These include free childcare funded by a banking levy (Labour); taking those on the minimum wage out of income tax altogether (Liberal Democrats); and tax breaks for married couples (Conservatives).

I was at two events in September exploring some of the ways in which the HR community might contribute on the same agenda, speaking in a debate on low pay at the excellent Employee Benefits Live event, and at another well-attended seminar on equal pay that we ran at Aon Hewitt.

Inaction appears to be the watchword at the moment in the HR and reward community on both issues. Only a handful of the 50 employers represented at the equal pay seminar had carried out an equal pay audit.
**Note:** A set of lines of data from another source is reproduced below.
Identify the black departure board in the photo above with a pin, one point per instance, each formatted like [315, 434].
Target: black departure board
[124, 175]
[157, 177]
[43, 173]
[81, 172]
And in Employee Benefits’ debate, Mike Kelly, chair of the Living Wage Foundation, expressed the view that HR professionals are simply not at the table in the high-level policy discussions going on in all three major parties at the moment to, as Chancellor George Osborne expressed it, ‘share the rewards’ of economic recovery more widely.

However, the two events touched on many similar concerns and demonstrated their interlocking nature.

Some 24% of female employees earn less than the defined living wage level, with a concentration in the low-paid ‘Five C’ occupations (catering, cleaning, caring, cashiering and clerical), compared with just 8% of male workers who are under the living wage level. Disproportionately increase low pay levels and you close the gender pay gap as well, which most surveys would suggest is steadfastly stuck at about 15% of average earnings.

But you also push up labour costs. Hence the basis for the fears over widespread adoption of the living wage voiced by CBI head John Cridland, who claims it would “lock out the unemployed and fire up inflation”. He ignores the fact that, in real terms, the national minimum wage is below the level of 2004.

Is it this fear of crossing our business masters that explains why the HR and reward community seems so quiescent on these two issues? Strange if so, given that a strong business case can be made for addressing low pay. Business minister Vince Cable argued at the Lib Dems’ conference that “there is no long-term future in Britain being a low-pay, low-productivity economy”.

Marieanne Fallon, head of corporate affairs at KPMG, explains how moving to the living wage at her firm has reduced low-paid employee turnover by 50%, cutting recruitment costs by £75,000 on one contract alone.

Although I couldn’t attend the parallel debate on high pay at Employee Benefits Live, I can’t help wondering how we would all vote if offered a national referendum to adopt a cap on the (predominantly male) executive pay levels of 12 times the earnings of the lowest paid, as happened recently in Switzerland. An election winner?